Encadrement doctoral

  • Thèses dirigées

    Aurelie Bonne-Harbil, Les droits de la personne détenue en matière de santé, soutenue en 2016 à Université de Lorraine en co-direction avec Bruno Py présidée par Audrey Darsonville, membres du jury : Patrick Mistretta (Rapp.), Gérard De Coninck   

    La santé des personnes détenues n’a longtemps pas été une préoccupation de la société. Pendant des siècles, la répression pénale a été dominée par la cruauté des châtiments corporels.

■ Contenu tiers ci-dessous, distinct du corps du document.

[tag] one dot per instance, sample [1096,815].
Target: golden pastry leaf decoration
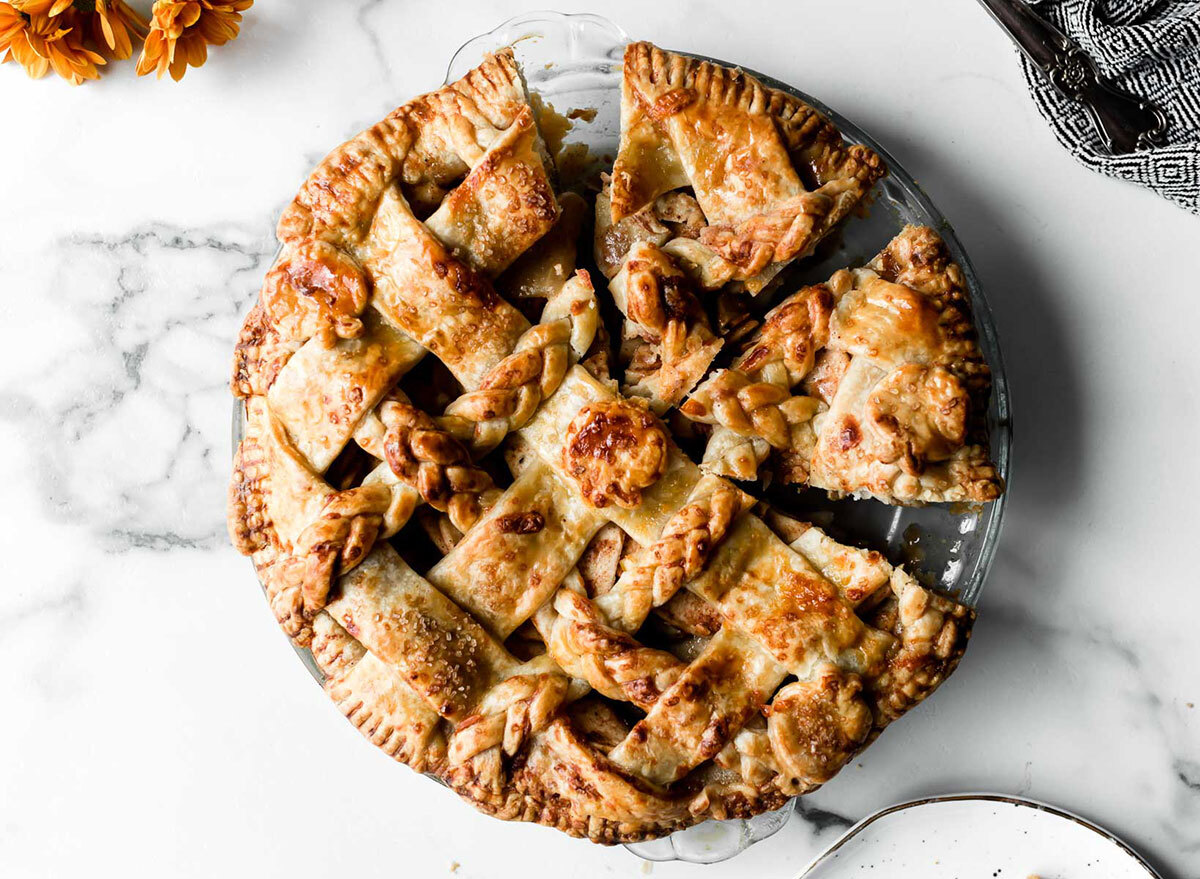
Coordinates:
[77,37]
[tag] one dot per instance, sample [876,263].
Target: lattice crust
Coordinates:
[894,386]
[771,174]
[497,669]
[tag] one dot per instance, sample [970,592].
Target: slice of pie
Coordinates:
[475,515]
[871,384]
[771,174]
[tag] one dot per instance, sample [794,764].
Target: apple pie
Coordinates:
[463,478]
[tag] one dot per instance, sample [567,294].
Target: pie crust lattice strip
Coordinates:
[612,639]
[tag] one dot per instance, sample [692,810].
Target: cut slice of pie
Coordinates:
[771,174]
[609,639]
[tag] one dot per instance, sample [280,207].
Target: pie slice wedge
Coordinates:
[772,174]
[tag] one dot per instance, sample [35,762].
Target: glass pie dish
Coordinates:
[573,63]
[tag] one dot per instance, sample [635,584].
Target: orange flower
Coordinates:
[181,30]
[42,7]
[40,40]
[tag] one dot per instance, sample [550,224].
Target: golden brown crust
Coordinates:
[491,669]
[907,404]
[771,173]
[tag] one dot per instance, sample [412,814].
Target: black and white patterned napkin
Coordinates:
[1151,48]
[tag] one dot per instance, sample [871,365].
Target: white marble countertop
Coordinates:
[155,721]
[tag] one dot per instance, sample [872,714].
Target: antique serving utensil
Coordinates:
[1125,123]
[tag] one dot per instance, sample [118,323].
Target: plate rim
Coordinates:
[979,796]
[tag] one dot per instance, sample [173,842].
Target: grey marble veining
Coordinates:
[155,721]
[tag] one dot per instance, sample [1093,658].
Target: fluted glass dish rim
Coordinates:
[585,51]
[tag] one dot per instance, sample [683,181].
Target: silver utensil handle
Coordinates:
[1126,123]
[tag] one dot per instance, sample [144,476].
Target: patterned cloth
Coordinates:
[1151,48]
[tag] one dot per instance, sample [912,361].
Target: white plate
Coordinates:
[978,835]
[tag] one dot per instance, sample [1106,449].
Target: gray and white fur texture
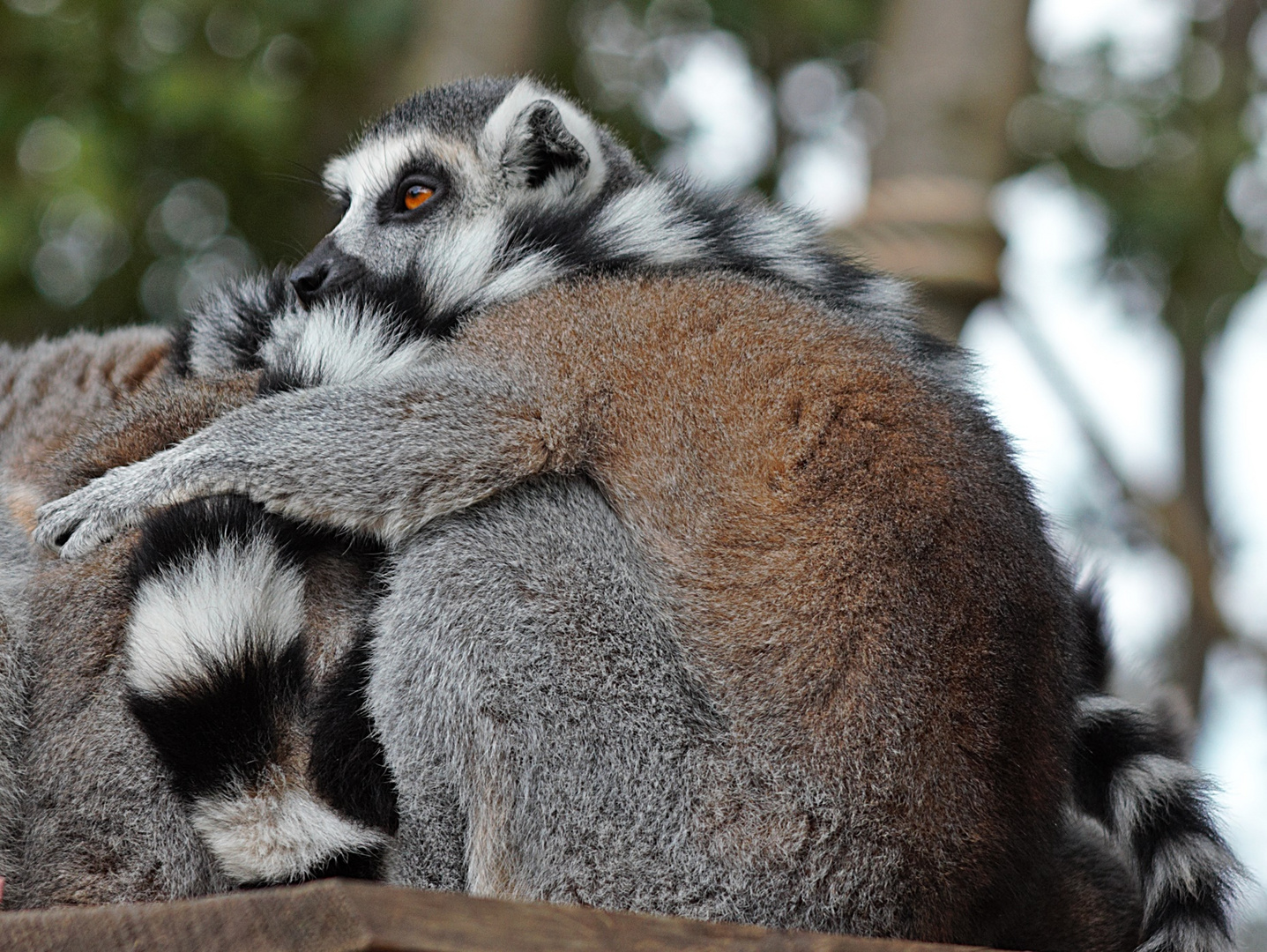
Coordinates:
[547,732]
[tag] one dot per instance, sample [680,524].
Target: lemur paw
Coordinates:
[78,523]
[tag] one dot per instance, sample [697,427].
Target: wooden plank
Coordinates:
[337,916]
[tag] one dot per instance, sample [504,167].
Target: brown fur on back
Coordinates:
[870,592]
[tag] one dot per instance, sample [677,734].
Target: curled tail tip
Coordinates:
[1133,777]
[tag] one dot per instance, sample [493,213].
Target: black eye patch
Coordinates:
[396,205]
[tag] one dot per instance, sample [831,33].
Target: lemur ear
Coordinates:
[540,148]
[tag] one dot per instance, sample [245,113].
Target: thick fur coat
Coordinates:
[808,659]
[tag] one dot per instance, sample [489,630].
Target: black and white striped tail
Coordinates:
[1131,777]
[217,675]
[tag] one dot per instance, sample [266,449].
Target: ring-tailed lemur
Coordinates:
[850,702]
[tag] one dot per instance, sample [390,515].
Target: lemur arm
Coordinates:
[380,460]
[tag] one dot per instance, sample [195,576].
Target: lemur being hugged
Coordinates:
[710,588]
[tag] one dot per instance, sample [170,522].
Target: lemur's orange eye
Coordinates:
[416,195]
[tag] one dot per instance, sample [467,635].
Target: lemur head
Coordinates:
[434,191]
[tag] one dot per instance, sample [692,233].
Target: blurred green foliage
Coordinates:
[105,105]
[148,145]
[1168,153]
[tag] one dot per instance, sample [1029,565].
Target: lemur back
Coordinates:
[870,709]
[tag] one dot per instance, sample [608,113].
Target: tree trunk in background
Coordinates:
[947,72]
[458,38]
[1200,282]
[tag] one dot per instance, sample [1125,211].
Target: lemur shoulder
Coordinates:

Malgré une diminution de la souffrance infligée aux délinquants, le recours à l’emprisonnement comme peine principale de droit commun n’a pas ôté à la peine son caractère afflictif en raison de son influence délétère sur l’état physique et mental des personnes détenues. Mais la santé des personnes détenues est progressivement apparue comme un enjeu de santé publique. L’hygiénisation des établissements pénitentiaires et l’organisation progressive des soins aux personnes détenues ont abouti au transfert de la prise en charge sanitaire des personnes détenues du service public pénitentiaire au service public hospitalier. Cette intégration au système de santé de droit commun vise à garantir à la population détenue une qualité et une continuité de soins équivalentes à celles dont bénéficie la population générale. Initialement privées de droits en matière de santé, les personnes détenues se sont alors vues reconnaître un ensemble de droits conférés à tout patient. Toutefois, si eu égard à la particulière vulnérabilité des personnes détenues, des mesures de protection particulières sont mises en œuvre, il n’en demeure pas moins que l’effectivité des droits des personnes détenues en matière de santé se heurte aux contraintes d’ordre et de sécurité du milieu carcéral. Aussi, pour appuyer la reconnaissance des droits des personnes détenues en matière de santé, des garanties juridictionnelles interviennent pour assurer le respect de ces droits. L’intervention de la Cour européenne des droits de l’homme renforce la garantie de ces droits issue des textes nationaux. La protection influente du juge européen, qui établit des normes nécessaires à la sauvegarde de la santé des personnes détenues et reconnaît un droit au recours effectif, contraint le juge national à se conformer à la jurisprudence européenne. Ainsi, le juge national intervient non seulement pour condamner toute atteinte aux droits des personnes détenues en matière de santé, mais aussi pour ordonner la libération des personnes détenues lorsqu’aucune autre garantie ne permet d’assurer le respect de leurs droits.